Abe Oudshoorn is a Western University professor who studies poverty, homelessness and health. The report, he said, echoes what people researching the issue already know.
"I am frustrated that the opioid crisis continues. On the other hand, I do feel validated because a lot of the knowledge represented in the report is reflective of what folks know on the ground," Oudshoorn said.
As for Spence's finding that the changes to consumption site rules were under-researched, Oudshoorn agrees.
"That's a decision that's going to cost lives. Folks across the province have been saying that," Oudshoorn said. "I would hope that the government would take this as a a chance to reconsider the change and maybe think about how the new HART clinics might offer a more comprehensive suite of services that would help save those lives."

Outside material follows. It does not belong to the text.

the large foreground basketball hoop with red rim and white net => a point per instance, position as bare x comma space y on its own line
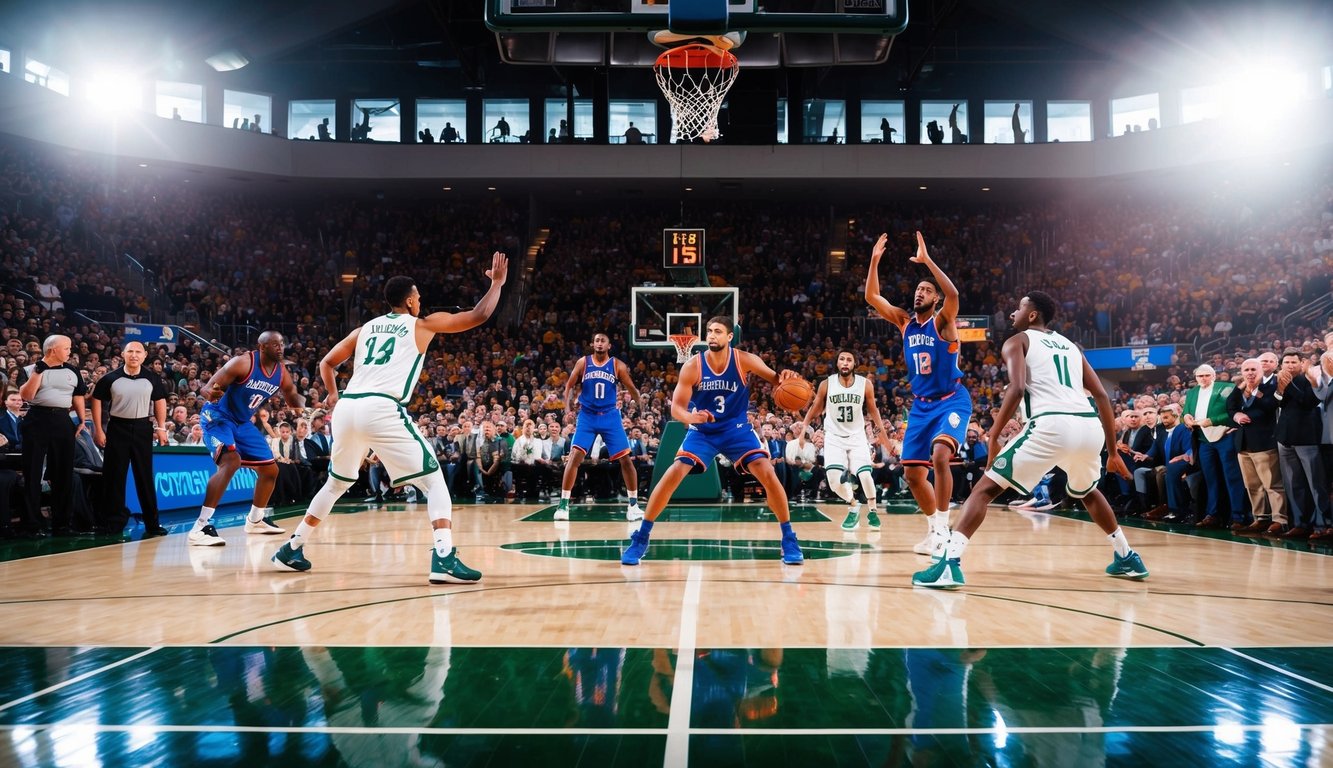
695, 81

Oudshoorn also expressed concerns with the language the government used in its responses to the report's recommendations.

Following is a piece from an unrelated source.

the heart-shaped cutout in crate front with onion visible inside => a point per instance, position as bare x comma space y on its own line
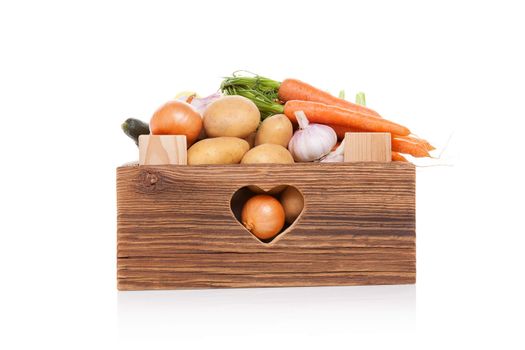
267, 215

The government formally agreed to each of the seven recommendations laid out in the report. Each response opens with the statement, "The ministry agrees with this recommendation," but Oudshoorn says what comes after gives him pause.
"The responses are sort of inconclusive, or not even in line with the recommendations. They agree with the concern about closing the [consumption sites] without adequate consultation and planning, then they just say things like, 'We're going to start this HART program and the HART programs don't replicate what was being done at those sites.'"
Other concerns outlined in the report include a lack of centralization in the province's administration of its opioid crisis response and a lack of data collection on things like addiction rates and overdose-related hospitalizations.
Van Boheemen said there's certainly a level of disorganization present in the system, especially when it comes to connecting people with provincially-run services.
Patients in need often spend weeks, or months waiting to get into treatment beds for services like withdrawal management, she said.
"I can't speak highly enough about the community in London, how well we work together, but provincially, it does make it challenging sometimes when there aren't those connections from A to B to C. I could see that being a challenge, yet," Van Boheemen said.